Sinirle arabadan indim. Kapıyı çarparak kapattım ve düğmesine basarak kilitledim. Bugün işimde bir sorun çıkmıştı ve onu çözmek için uzun uğraşlar vermiştim. Sonunda çözmüştüm. Ama yorgunluktan delirmek üzereydim.
Hızlıca özel mülküm olan gecekonduya girdim. Kapıya anahtarı taktım, sinirle çevirdim ve açtım. Ayakkabılarımı çıkararak içeriye girdim. Üzerimdeki ceketimi çıkarıp askılığa astım.
"Bebeğim?" diye seslendi içeriden aşinası olduğum ses. Adımlarımı salona yönelttim. Televizyondan dövüş sesleri geliyordu. Yine film izliyor olmalıydı.
Salondan girdiğim gibi üzerinde sadece uzun bir tişört olan sevgilimi, koltukta uzanmış ve kucağındaki kaseden mısır yerken görmüştüm. Bana bakıyordu.
Yanına ilerledim. Kucağındaki kaseyi ortadaki sehpaya koydu. Koltuğun önünde durup ona baktım. Kafasını kaldırdı.
"Kötü bir gün mü geçirdin?" dedi dudaklarını büzerek. Derin bir nefes verdim. Bana bir boşluk ayırdığında hızlıca oturdum ve kollarımı beline sararak kafamı göğsüne koydum.

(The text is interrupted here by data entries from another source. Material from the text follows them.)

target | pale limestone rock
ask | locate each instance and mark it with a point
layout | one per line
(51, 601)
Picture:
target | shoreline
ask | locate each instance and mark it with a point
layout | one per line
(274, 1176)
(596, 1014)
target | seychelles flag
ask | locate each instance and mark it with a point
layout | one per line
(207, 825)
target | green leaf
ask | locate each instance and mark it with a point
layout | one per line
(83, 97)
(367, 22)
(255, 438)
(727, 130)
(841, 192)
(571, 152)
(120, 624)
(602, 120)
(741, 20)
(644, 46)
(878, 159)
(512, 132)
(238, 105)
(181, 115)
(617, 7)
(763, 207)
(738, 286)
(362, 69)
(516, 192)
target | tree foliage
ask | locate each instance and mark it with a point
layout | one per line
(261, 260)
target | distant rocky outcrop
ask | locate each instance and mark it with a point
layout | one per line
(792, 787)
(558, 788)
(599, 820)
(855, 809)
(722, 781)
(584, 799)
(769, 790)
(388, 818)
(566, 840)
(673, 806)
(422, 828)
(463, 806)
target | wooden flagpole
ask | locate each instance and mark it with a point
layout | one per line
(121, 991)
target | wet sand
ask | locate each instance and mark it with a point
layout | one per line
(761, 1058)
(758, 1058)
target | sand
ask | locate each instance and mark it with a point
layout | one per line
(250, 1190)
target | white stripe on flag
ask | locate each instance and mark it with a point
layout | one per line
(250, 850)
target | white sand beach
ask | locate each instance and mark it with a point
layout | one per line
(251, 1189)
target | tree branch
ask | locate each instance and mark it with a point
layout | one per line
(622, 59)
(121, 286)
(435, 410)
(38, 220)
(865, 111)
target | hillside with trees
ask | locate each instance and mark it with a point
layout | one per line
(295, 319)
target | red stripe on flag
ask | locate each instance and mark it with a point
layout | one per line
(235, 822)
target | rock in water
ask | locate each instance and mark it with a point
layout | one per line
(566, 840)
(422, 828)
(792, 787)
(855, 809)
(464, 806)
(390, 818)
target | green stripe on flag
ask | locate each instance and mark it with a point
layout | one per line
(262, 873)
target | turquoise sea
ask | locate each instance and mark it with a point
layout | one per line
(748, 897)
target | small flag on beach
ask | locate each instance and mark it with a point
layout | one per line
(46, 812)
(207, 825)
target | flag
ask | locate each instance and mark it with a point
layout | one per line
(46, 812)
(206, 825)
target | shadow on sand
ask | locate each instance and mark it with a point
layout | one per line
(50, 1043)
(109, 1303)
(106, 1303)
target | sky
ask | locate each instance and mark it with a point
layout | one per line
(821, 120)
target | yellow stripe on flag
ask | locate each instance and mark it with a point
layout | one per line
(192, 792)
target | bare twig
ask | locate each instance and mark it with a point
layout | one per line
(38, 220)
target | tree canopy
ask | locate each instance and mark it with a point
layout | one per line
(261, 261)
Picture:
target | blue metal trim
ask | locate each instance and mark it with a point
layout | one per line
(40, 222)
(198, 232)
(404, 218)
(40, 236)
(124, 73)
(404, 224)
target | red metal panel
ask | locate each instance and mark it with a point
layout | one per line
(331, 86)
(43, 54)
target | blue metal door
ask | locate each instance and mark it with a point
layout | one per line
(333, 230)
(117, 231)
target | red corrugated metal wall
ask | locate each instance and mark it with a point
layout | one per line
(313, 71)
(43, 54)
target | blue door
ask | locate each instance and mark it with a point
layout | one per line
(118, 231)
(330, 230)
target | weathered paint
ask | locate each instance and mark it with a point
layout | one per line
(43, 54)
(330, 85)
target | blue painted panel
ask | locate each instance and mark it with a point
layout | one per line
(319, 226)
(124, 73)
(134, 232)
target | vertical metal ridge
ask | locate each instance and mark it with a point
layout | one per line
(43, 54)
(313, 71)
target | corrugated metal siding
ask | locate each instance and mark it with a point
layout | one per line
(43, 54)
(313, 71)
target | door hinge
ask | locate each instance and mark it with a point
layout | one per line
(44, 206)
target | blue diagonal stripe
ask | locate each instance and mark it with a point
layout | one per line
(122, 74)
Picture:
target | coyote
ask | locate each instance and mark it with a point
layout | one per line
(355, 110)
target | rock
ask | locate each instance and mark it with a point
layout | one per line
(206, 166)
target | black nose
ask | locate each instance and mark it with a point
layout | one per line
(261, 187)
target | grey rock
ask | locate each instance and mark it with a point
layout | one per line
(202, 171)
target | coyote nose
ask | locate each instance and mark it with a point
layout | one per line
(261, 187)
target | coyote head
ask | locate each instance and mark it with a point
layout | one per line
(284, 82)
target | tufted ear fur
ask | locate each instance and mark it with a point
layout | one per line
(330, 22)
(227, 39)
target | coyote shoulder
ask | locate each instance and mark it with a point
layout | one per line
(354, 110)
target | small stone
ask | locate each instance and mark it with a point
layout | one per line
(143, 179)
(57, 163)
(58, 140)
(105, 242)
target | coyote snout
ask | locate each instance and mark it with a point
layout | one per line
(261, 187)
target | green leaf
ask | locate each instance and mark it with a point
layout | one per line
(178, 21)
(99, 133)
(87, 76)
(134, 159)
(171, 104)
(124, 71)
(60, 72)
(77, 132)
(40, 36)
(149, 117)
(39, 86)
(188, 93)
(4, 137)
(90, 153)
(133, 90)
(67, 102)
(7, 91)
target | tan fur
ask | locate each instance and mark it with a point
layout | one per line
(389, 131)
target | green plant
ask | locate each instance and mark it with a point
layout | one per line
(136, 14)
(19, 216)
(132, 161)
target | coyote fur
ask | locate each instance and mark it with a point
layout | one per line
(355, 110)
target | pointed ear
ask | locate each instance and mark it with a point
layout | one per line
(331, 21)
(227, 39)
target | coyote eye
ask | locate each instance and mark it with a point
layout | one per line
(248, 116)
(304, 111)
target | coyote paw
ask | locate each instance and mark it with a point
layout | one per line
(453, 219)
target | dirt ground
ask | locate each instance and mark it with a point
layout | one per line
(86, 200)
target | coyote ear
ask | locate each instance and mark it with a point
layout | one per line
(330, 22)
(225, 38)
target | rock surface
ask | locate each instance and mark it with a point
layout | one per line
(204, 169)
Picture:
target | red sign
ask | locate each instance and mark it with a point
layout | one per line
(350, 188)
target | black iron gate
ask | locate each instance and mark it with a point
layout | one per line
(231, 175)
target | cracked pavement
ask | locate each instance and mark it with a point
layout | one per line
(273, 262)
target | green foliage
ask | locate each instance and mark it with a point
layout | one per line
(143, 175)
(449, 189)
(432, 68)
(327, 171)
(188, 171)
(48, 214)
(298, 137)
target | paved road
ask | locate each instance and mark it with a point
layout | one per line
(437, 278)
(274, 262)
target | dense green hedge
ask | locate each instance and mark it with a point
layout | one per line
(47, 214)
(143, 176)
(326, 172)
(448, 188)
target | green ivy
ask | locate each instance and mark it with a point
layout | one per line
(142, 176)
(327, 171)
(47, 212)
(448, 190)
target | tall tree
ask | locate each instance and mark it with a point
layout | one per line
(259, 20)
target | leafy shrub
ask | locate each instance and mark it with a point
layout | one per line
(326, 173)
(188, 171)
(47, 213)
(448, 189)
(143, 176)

Kollarını omuzlarıma sardı. Dudaklarını saçlarıma bastırdı. Yanağımı göğsüne sürttüm. Kafamı sürterek kaldırdım. Dudaklarımı boynuna bastırdım. Güzel boynundan derin bir nefes aldım.
"Evet. Çok yorgunum." dedim tekrar tekrar öperek. Kıkırdadı. Huylanıyordu.
"İstersen yorgunluğunu alabilirim, sevgilim." dedi oyuncu bir tavırla. Gülerek kafamı kaldırdım. Yüz yüze geldik. Masum bakışlarını takınmıştı yine.
Burnumu burnuna sürttüm. "Yaramaz." dedim kapanan gözlerine bakarak. Dudaklarını aralamış, onu öpmemi bekliyordu.
Yavaşça üst dudağımı dudakları arasına yerleştirdim. Alt dudağını kavradım. Dudağını emerek ağzımın içine çektim. Hep böyleydi, yorgun bir günün ardından Jungkook bana hep iyi gelirdi.
Dudağındaki mısır tadı ağzımda dağılıyordu. Tadını çıkara çıkara emdim dudaklarını. Ama bir zaman sonra dudaklarını geri çekmiş ve yüzünü buruşturmuştu.
"Ne?" dedim tek kaşımı kaldırarak, buruşan suratına bakıp.
"Sigara içmişsin. Zehirlendim burada." dedi mızmızlanarak. Kollarını boynumdan ayırıp göğsünde çaprazladı ve kaşlarını çatarak koca gözleriyle bana baktı.
Derin bir nefes verdim. Evet, içmiştim. Jungkook, sigara içmemden nefret ederdi.
Dudaklarımı birbirine bastırıp özür diler bir bakış attım. Ardından belini daha sıkı sarıp eğildim, yanaklarına birer öpücük bıraktım. Kafamı geri göğsüne yasladım. Burada dinlenebilirdim.
Çalan alarm sesimle gözlerimi araladım. Doğrulup ağrıyan vücuduma inat oturur pozisyona geldim. Yanımdaki komidindeki telefonumun '6.15' alarmını kapattım. İş beni beklerdi.